The hostile atmospheres depicted in Atlanta appear as reflections of Glover’s harsh assessment of the United States, which surfaced in his recent music video for This Is America, also directed by Hiro Murai. The song’s refrain, which sees him repeating “Get your money, Black man”, could be this season’s motto, as Alfred and Earn must both take crucial decisions in order to make a living and survive in the rap world. Paper Boi learns to understand the consequences of celebrity on his life and the limits of wanting to stay “real”, whereas Earn, in a gut-wrenching finale, learns to become ruthless and put himself in front of others. Darius summarizes their situation in his usual, laid-back way: “Y’all both black, so I mean, y’all both can’t afford to fail”. The penultimate episode, featuring Alfred (Abraham Clinkscales) and Earn (Alkoya Brunson) as teenagers, paves the way for this realization, as Brunson’s character faces possible humiliation because of the shirt he is wearing, which appears to be fake. The episode’s most meaningful scene occurs when Earn is told by a white friend that he should not worry too much about what he wears, showing how appallingly early African-American consciousness, through social and racial discrimination, begins.

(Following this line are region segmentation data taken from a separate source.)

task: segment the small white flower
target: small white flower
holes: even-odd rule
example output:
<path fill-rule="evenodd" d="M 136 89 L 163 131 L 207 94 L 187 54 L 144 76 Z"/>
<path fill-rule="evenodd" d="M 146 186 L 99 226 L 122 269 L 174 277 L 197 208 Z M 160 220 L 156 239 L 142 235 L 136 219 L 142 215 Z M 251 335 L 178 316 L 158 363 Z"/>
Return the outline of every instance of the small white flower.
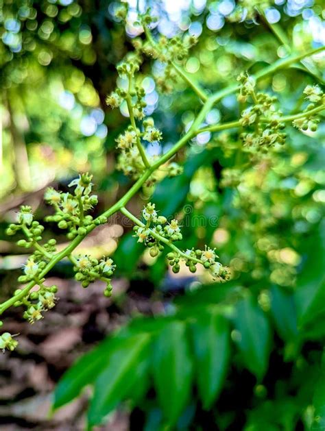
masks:
<path fill-rule="evenodd" d="M 81 270 L 89 269 L 92 267 L 89 257 L 86 255 L 80 256 L 78 257 L 78 258 L 77 259 L 76 266 Z"/>
<path fill-rule="evenodd" d="M 56 305 L 56 297 L 51 292 L 45 292 L 43 295 L 40 295 L 38 298 L 38 308 L 45 310 L 53 308 Z"/>
<path fill-rule="evenodd" d="M 73 180 L 71 182 L 68 184 L 68 187 L 77 186 L 75 188 L 75 195 L 82 195 L 82 193 L 84 195 L 89 195 L 93 185 L 91 182 L 92 178 L 93 175 L 90 173 L 82 173 L 79 175 L 79 178 L 75 178 L 75 180 Z"/>
<path fill-rule="evenodd" d="M 161 132 L 156 127 L 147 127 L 143 134 L 143 139 L 151 143 L 155 142 L 156 140 L 160 140 L 162 137 Z"/>
<path fill-rule="evenodd" d="M 29 258 L 24 265 L 24 272 L 26 275 L 34 277 L 38 272 L 38 265 L 34 261 L 33 258 Z"/>
<path fill-rule="evenodd" d="M 180 229 L 178 226 L 178 221 L 175 219 L 171 220 L 170 223 L 166 226 L 165 230 L 170 236 L 175 234 L 179 234 L 180 232 Z"/>
<path fill-rule="evenodd" d="M 49 204 L 59 204 L 61 201 L 61 193 L 53 187 L 49 187 L 44 194 L 44 199 Z"/>
<path fill-rule="evenodd" d="M 63 212 L 76 214 L 78 203 L 69 193 L 62 193 L 62 197 L 61 207 Z"/>
<path fill-rule="evenodd" d="M 99 268 L 103 273 L 106 272 L 113 272 L 116 265 L 114 264 L 112 259 L 108 258 L 103 259 L 99 263 Z"/>
<path fill-rule="evenodd" d="M 216 254 L 215 253 L 215 250 L 210 249 L 210 247 L 205 247 L 205 250 L 202 251 L 202 254 L 201 256 L 201 260 L 202 262 L 208 262 L 211 264 L 215 263 L 215 260 L 217 257 Z"/>
<path fill-rule="evenodd" d="M 322 99 L 323 92 L 317 85 L 307 85 L 304 90 L 304 94 L 306 95 L 306 99 L 308 99 L 309 101 L 317 103 Z"/>
<path fill-rule="evenodd" d="M 138 243 L 143 243 L 149 236 L 149 231 L 145 227 L 139 227 L 136 231 L 136 236 L 139 236 Z"/>
<path fill-rule="evenodd" d="M 43 318 L 40 312 L 41 309 L 39 308 L 31 306 L 28 307 L 28 309 L 25 312 L 25 317 L 28 319 L 30 323 L 34 323 L 35 321 Z"/>
<path fill-rule="evenodd" d="M 128 149 L 136 143 L 136 133 L 134 130 L 127 130 L 116 139 L 117 147 L 121 149 Z"/>
<path fill-rule="evenodd" d="M 222 265 L 219 262 L 216 262 L 210 267 L 209 270 L 213 278 L 217 278 L 217 277 L 220 274 L 221 268 Z"/>
<path fill-rule="evenodd" d="M 146 205 L 142 211 L 143 219 L 147 221 L 156 221 L 157 220 L 157 212 L 155 210 L 154 204 L 149 203 Z"/>
<path fill-rule="evenodd" d="M 106 101 L 108 106 L 110 106 L 110 108 L 114 109 L 115 108 L 118 108 L 121 105 L 121 99 L 117 93 L 112 92 L 110 95 L 107 96 Z"/>
<path fill-rule="evenodd" d="M 241 118 L 239 120 L 242 125 L 253 124 L 256 119 L 256 114 L 250 108 L 241 112 Z"/>
<path fill-rule="evenodd" d="M 33 213 L 30 206 L 23 206 L 17 216 L 18 223 L 22 225 L 29 225 L 33 221 Z"/>
<path fill-rule="evenodd" d="M 5 349 L 12 351 L 16 347 L 18 341 L 14 340 L 12 338 L 13 336 L 14 336 L 12 335 L 9 332 L 3 332 L 3 334 L 0 335 L 0 349 L 2 349 L 3 353 L 5 352 Z"/>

Atlanta: Robbin’ Season is an undoubtedly remarkable follow-up to an already excellent first season. Its characters and story gain both in stature and relevance, making for an altogether exciting and still underrated series, in the image of its creator, Donald Glover, who is quickly becoming one of the decade’s most brilliant creative minds.
The last episode of Atlanta: Robbin’ Season came out on May 10th.